"Tims Team" leitet Zagrebs neue Regierung

Tihomir Oreskovic, (50) Chef der neuen Koalitionsregierung in Kroatien.
Erstmals wurde in Kroatien mit Tihomir Oreskovic ein Parteiloser zum Regierungschef angelobt.

Einen Regierungschef, der seine eigene Mannschaft flockig-locker "Tims Team" nennt, hat es in Kroatien noch nicht gegeben. Und das nicht nur, weil kroatische Männer namens Tihomir sich gewöhnlich nicht mit Spitznamen Tim rufen lassen. Doch bei Tihomir Oreskovic ist nun alles anders: Der in Kroatien geborene, aber in Kanada aufgewachsene Ex-Spitzenmanager leitet als erster parteiunabhängiger Regierungschef des Landes die neue Koalition.

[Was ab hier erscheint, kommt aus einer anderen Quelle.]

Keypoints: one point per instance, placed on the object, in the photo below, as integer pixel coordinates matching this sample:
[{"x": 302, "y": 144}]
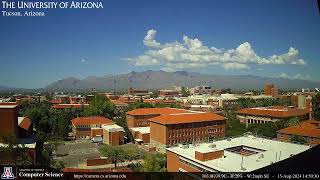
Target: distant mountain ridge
[{"x": 162, "y": 79}]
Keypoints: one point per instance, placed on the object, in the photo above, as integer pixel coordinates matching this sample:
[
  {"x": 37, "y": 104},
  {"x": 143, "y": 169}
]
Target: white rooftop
[
  {"x": 26, "y": 142},
  {"x": 113, "y": 128},
  {"x": 20, "y": 119},
  {"x": 273, "y": 151},
  {"x": 8, "y": 106},
  {"x": 142, "y": 130}
]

Wie sehr der 50-jährige allerdings unabhängig agieren kann, bleibt fraglich. Tonangebend in der neuen Regierung ist die konservative HDZ, kleiner Koalitionspartner ist die neue und bisher regierungsunerfahrene Partei "Most" ("Brücke). Auf ihren Wunsch hin stellt Most nun den Innen- und den Justizminister, zumal sich die Partei vor allem die Korruptionsbekämpfung auf die Fahnen geschrieben hat.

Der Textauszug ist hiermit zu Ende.